モッタイナイ精神を研ぎ澄ました母の言葉がたまに真理に到達する時がある、そんな話です。

学生時代からずっとそうなのですが、
母に買おうか悩んでる服を教えると…

なぜか必ず…

それ、おんなじの持ってるじゃん!

って言われるのです。

色も形も全然違うのに必ず母はそう言うのです。


だからずっと、"母"という生命体は僕ら人間とは視界の見え方が違うのだなと思っておりました。


それなのになぜかいつもその事を忘れ…


ーーこれいると思う?


って聞いちゃうんですよね。

なぜか、別の生命体である母を説き伏せるという過程をクリアすると、その物の価値がグッと高まる気がするのです。


それで、今狙っているレインコートが2つあり、どっちがいいか母に相談したのですが、






母「雨合羽、いる?」






と、シンプルにレインコート自体を否定されました。


ーーいやいや、レインコート持ってないし、これお洒落なヤツじゃん!


母「あんた、考えてみな?雨合羽っていつ着るの?傘でいいじゃん!」


ーーいやレインコートは雨の日とか…これから梅雨の時期だし、てか、まず…雨合羽って言うのやめてくんない?


母「雨合羽でしょ?雨の日に着るんだから」


ーーいや、雨合羽じゃないのよ。お母さんが思ってる感じじゃなくてお洒落なやつなのよ…後、ほら小さなくなってバッグの中にいつでも入れておけて、雨降ったら着れるでしょ?


母「それ、折り畳み傘でよくない?」


ーーいや、折り畳み傘はさー…


母「じゃあその雨合羽を着て電車乗れる?ビショビショだよ?車の中だってビショビショになるし、結局脱いで手に持つわけでしょ?邪魔じゃない?」


ーーいや、傘はさすのよ傘さして雨合羽着るのよ。それでも普通のコートだったら多少濡ちゃうじゃん、でも、雨合羽なら…いらんな、雨合羽…。

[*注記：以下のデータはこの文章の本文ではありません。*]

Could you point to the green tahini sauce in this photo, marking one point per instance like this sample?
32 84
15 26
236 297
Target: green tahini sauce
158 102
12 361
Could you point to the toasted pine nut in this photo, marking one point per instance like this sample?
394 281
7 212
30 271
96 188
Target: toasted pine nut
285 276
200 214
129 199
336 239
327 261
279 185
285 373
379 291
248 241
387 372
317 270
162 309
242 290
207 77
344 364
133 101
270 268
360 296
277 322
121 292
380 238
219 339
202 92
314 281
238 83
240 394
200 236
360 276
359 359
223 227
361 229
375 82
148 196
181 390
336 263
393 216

そう、この勝負はレインコートを雨合羽と言われた時点で勝敗が決まっていました。


もう、レインコートを雨合羽という人には絶対に勝てないのです。


母っていう生き物はやっぱり偉大ですよね。


確かにレインコートって一体いつ着るんですかね?

母の言うように絶対に着る瞬間短いと思うんです。

梅雨の時期に毎回着てたら、あーまたおんなじの着てるなってなるし…

てことはレインコートを何着も必要になるし…


そもそも雨の日は極力出歩きたくないし、


絶対、傘でいっか傘で。


ってなるんですよね。


レインコートって難しいなぁー


そんなことを思っていると、母はもう僕との雨合羽の話に飽きたみたいで、


夕飯の準備に取り掛かかってました。


そして、肉を焼くジューーという生活音が、僕の物欲のすべてを浄化してくれるのでした。